The space on a secondary monitor where the taskbar would be is also special, even if there is no task bar on that monitor; attempting to move a window into that space causes the window to shift up out of that space, so there remains an unused border on the bottom of the screen. Annoying, but I have found no alternative.

Move operations are not instantaneous, so setting a location and immediately querying it will yield the old coordinates for a short period.

A window which is maximized does not respond to the resize and move commands (and attempting it will cause xdotool to hang for 15 seconds), so that has to be detected and unmaximized.
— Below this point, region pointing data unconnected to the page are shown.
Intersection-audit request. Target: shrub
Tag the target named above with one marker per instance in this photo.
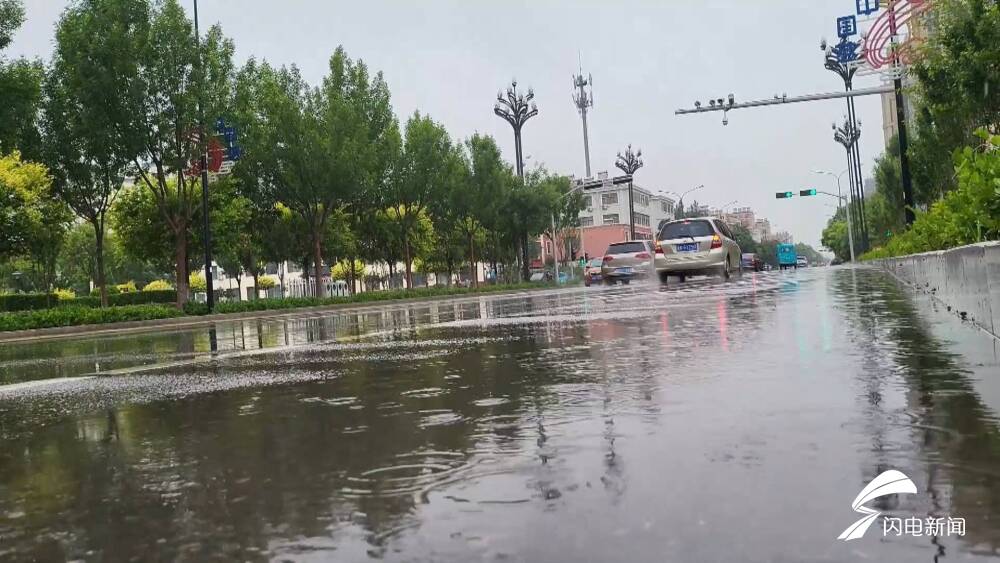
(27, 301)
(968, 214)
(70, 316)
(157, 285)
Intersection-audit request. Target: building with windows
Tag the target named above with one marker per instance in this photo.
(604, 218)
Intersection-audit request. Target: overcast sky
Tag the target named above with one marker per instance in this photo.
(448, 58)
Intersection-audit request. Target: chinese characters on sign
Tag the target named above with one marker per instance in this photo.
(930, 526)
(847, 26)
(867, 7)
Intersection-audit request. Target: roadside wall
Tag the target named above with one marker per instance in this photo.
(966, 279)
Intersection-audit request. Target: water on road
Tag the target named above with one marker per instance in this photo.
(706, 421)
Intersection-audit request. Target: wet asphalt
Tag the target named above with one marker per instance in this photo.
(704, 421)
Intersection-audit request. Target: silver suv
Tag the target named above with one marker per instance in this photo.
(702, 245)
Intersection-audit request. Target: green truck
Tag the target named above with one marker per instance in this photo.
(787, 257)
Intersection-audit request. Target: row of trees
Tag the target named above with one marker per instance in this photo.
(954, 95)
(108, 130)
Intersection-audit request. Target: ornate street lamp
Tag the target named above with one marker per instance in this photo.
(847, 135)
(516, 109)
(629, 163)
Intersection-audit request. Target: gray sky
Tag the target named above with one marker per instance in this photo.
(448, 58)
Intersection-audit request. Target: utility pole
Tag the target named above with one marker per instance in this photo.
(904, 159)
(629, 163)
(209, 286)
(584, 100)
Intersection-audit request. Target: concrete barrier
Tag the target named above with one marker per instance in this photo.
(966, 279)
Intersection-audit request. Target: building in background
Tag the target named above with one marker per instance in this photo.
(604, 218)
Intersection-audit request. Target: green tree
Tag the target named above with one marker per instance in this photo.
(171, 73)
(428, 168)
(89, 106)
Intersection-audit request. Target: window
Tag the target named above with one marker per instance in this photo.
(685, 229)
(627, 247)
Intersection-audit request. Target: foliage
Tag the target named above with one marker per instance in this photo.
(968, 214)
(64, 294)
(158, 285)
(196, 282)
(75, 315)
A window which has been "Quick Tiled" using KDE's native quick-tiling feature acts like a maximized window, but does not set the maximized vert or maximized horz state flags, so cannot be detected with xprop, and to get it out of the KDE quick tiled state, it must be maximized and then unmaximized. So attempting to move a KDE quick tiled window leads to a 15 second pause, then the window maximizing briefly, and then resizing to the desired size. In practice, this is not much of an issue since my tool has completely replaced my use of KDE's quick-tiling.

OS X

I recently whined to a friend about not having the same window management setup on OS X; and he pointed me in the direction of a rather intriguing open source tool called Hammerspoon which lets you write Lua code to automate tasks in OS X and can assign keyboard shortcuts to those actions. That has a grid module that offers the necessary primitives to accomplish the same goal.
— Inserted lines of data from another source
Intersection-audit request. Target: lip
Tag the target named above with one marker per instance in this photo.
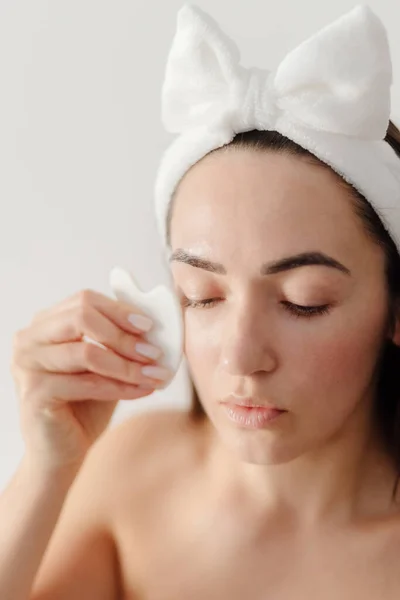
(249, 401)
(247, 413)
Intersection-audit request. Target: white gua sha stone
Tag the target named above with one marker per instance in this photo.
(163, 308)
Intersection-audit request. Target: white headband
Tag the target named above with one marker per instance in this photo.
(330, 95)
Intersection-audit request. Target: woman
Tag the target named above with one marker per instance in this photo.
(282, 481)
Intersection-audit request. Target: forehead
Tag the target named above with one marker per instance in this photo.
(263, 199)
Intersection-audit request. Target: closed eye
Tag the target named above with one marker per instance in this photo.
(296, 310)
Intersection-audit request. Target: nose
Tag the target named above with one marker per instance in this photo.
(247, 345)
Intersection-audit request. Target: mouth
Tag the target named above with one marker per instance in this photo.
(249, 413)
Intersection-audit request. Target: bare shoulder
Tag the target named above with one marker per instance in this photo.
(153, 450)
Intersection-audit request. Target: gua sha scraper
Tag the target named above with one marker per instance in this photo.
(162, 306)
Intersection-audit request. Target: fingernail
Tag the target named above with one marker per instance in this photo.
(140, 322)
(148, 350)
(156, 372)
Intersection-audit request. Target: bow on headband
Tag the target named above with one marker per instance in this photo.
(338, 81)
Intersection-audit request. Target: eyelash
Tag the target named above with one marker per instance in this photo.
(295, 310)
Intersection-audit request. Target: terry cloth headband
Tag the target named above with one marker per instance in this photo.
(330, 95)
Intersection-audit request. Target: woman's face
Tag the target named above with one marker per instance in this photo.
(244, 210)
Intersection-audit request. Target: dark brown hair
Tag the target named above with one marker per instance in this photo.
(387, 404)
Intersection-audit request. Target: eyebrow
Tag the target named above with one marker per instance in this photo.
(285, 264)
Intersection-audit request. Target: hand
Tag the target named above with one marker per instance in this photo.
(68, 388)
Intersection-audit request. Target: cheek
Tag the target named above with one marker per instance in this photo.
(201, 348)
(333, 371)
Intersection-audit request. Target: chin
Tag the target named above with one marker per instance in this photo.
(258, 447)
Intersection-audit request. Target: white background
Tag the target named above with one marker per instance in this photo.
(80, 142)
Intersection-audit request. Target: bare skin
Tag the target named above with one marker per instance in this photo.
(164, 508)
(186, 529)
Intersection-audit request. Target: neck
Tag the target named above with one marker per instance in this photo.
(349, 476)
After installing Hammerspoon, launching it, and enabling Accessibility for Hammerspoon (so that the OS will let it control application windows), use init.lua as your ~/.hammerspoon/init.lua and reload the Hammerspoon config. This will set up the same set of keyboard shortcuts for moving application windows around as described in the KDE (Linux) section. For those who use OS X as their primary system, that set of shortcuts are going to conflict with (and therefore override) many of the standard keyboard shortcuts. Changing the keyboard shortcuts to add the Option key as part of the set of modifiers for all of the shortcuts should avoid those collisions at the cost of either needing another finger in the chord or putting a finger between the Option and Command keys to hit them together with one finger.

I was pleasantly surprised with how easily I could implement this approach using Hammerspoon.